Does computer-assisted instruction help community college health students with reading difficulties to learn reading skills at a faster than normal rate? A researcher arranged for one of these students to have access to a set of computer-learning programs instead of the normal reading curriculum for one term. At the end of the term, the researcher tested her on a standardized reading ability test on which the mean for students with reading difficulties is 36 with a standard deviation of 6. The test participant scored 47. Was this result significant at the .05 level?

Z = (score-mean)/SD

Find table in the back of your statistics text labeled something like "areas under normal distribution" to find the proportion/probability related to the Z score.

To determine if the result is significant at the .05 level, we need to perform a hypothesis test using the z-test statistic and compare it to the critical value.

Here's how you can approach this problem:

Step 1: State the hypotheses:
The null hypothesis (H0) is that computer-assisted instruction does not help community college health students with reading difficulties to learn reading skills at a faster rate. The alternative hypothesis (H1) is that computer-assisted instruction does help students to learn reading skills faster.

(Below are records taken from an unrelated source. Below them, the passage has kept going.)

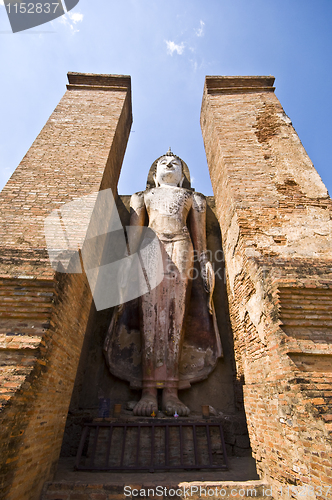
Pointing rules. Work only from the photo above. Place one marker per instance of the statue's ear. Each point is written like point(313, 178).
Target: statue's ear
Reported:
point(155, 181)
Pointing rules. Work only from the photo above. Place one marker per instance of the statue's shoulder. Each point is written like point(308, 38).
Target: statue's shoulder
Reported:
point(199, 201)
point(137, 200)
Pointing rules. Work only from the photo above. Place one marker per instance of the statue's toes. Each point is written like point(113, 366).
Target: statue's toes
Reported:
point(185, 411)
point(170, 410)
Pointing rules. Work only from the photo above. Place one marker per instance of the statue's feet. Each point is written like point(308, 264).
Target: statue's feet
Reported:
point(172, 405)
point(146, 405)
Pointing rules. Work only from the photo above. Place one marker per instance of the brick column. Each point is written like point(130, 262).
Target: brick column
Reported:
point(43, 314)
point(275, 216)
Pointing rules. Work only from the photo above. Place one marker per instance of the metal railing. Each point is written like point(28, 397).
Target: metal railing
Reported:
point(150, 446)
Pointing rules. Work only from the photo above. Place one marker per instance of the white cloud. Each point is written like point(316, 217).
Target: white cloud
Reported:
point(70, 19)
point(200, 31)
point(173, 47)
point(76, 17)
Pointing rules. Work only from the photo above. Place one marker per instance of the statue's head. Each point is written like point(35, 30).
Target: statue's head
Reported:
point(169, 170)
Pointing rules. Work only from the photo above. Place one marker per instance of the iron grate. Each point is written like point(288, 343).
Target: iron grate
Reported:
point(151, 446)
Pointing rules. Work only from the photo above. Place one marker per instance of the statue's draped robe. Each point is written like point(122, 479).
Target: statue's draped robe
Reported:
point(201, 345)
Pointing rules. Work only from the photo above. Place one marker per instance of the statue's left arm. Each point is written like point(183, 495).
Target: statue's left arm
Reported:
point(197, 220)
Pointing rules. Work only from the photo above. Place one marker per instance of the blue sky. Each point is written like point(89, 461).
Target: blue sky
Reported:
point(168, 48)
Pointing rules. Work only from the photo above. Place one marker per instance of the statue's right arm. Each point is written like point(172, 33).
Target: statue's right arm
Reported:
point(138, 218)
point(138, 212)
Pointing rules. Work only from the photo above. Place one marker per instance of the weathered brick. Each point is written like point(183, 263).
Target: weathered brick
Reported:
point(78, 152)
point(275, 218)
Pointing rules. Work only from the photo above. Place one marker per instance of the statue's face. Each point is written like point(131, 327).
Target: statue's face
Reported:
point(169, 171)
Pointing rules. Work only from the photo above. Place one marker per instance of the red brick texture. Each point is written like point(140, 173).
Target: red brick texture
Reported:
point(275, 217)
point(44, 314)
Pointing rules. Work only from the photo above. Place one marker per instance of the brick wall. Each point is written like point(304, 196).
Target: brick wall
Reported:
point(275, 217)
point(44, 314)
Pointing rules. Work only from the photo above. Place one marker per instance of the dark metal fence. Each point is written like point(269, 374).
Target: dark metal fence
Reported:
point(150, 446)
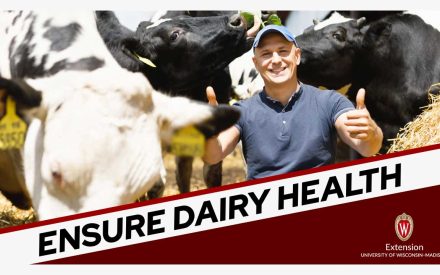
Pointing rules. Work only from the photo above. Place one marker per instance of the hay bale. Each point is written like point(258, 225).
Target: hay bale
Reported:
point(424, 130)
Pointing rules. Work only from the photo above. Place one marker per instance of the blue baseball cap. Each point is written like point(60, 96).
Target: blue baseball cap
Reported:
point(274, 28)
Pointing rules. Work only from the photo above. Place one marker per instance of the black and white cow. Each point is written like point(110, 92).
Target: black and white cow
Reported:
point(188, 52)
point(96, 131)
point(396, 59)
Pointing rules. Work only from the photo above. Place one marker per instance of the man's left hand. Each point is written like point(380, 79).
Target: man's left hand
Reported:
point(359, 123)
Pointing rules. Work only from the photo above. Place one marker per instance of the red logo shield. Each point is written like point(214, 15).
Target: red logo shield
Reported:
point(404, 226)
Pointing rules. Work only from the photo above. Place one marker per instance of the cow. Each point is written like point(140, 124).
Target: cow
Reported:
point(96, 129)
point(396, 59)
point(188, 52)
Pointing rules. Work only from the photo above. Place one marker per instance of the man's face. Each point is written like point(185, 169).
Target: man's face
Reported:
point(276, 59)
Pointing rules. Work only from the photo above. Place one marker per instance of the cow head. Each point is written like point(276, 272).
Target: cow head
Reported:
point(96, 138)
point(188, 50)
point(328, 51)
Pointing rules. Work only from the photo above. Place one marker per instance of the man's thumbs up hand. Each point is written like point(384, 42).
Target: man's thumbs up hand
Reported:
point(210, 94)
point(359, 123)
point(360, 99)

Step 2: Set the significance level:
The significance level (α) is given as .05 or 5%, which means we need to compare the test statistic to the critical value at this level.

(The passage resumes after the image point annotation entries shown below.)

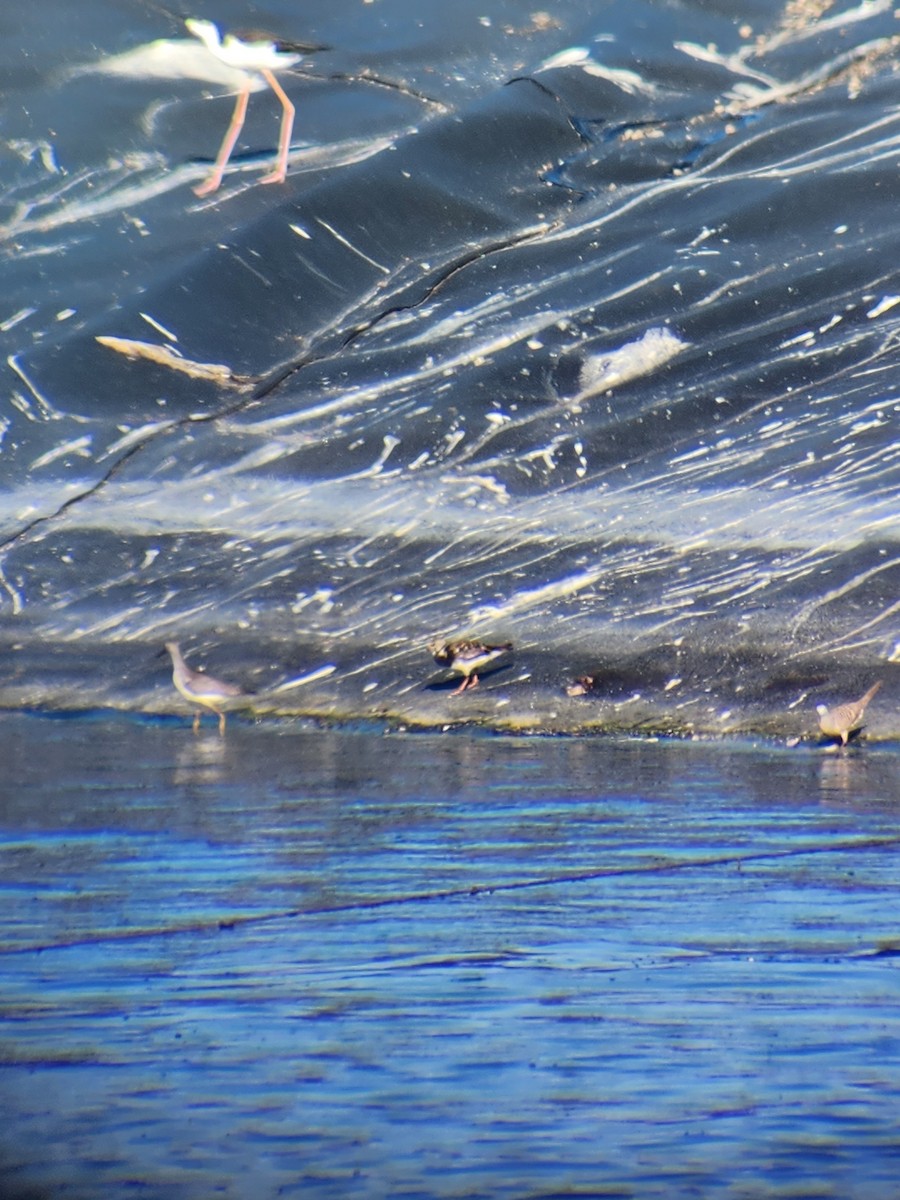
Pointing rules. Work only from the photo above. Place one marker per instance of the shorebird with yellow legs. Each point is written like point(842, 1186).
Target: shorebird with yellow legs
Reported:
point(844, 720)
point(467, 658)
point(201, 689)
point(258, 53)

Step 3: Calculate the test statistic:
To calculate the test statistic (z), we need the sample mean (x̄), the population mean (μ), and the standard deviation (σ).

Given:
Sample mean (x̄) = 47
Population mean (μ) = 36
Standard deviation (σ) = 6

The test statistic formula for a single sample z-test is:

z = (x̄ - μ) / (σ / √n)

Substituting the values:
z = (47 - 36) / (6 / √1)

Simplifying:
z = 11 / 6

Step 4: Compare the test statistic to the critical value:
To determine if the result is significant, we compare the calculated test statistic to the critical value at the given significance level (α = .05).

For a two-tailed test at the .05 level, the critical z-value is ±1.96.

If the calculated test statistic falls outside the critical value range, we can reject the null hypothesis.

In this case, the calculated test statistic of z = 11/6 is approximately 1.833.

Step 5: Make a conclusion:
Since the calculated test statistic (1.833) does not fall outside the critical value range (-1.96 to 1.96), we fail to reject the null hypothesis.

Therefore, we do not have enough evidence to conclude that computer-assisted instruction helps community college health students with reading difficulties to learn reading skills at a faster rate at the .05 significance level.

In summary, the result is not significant at the .05 level.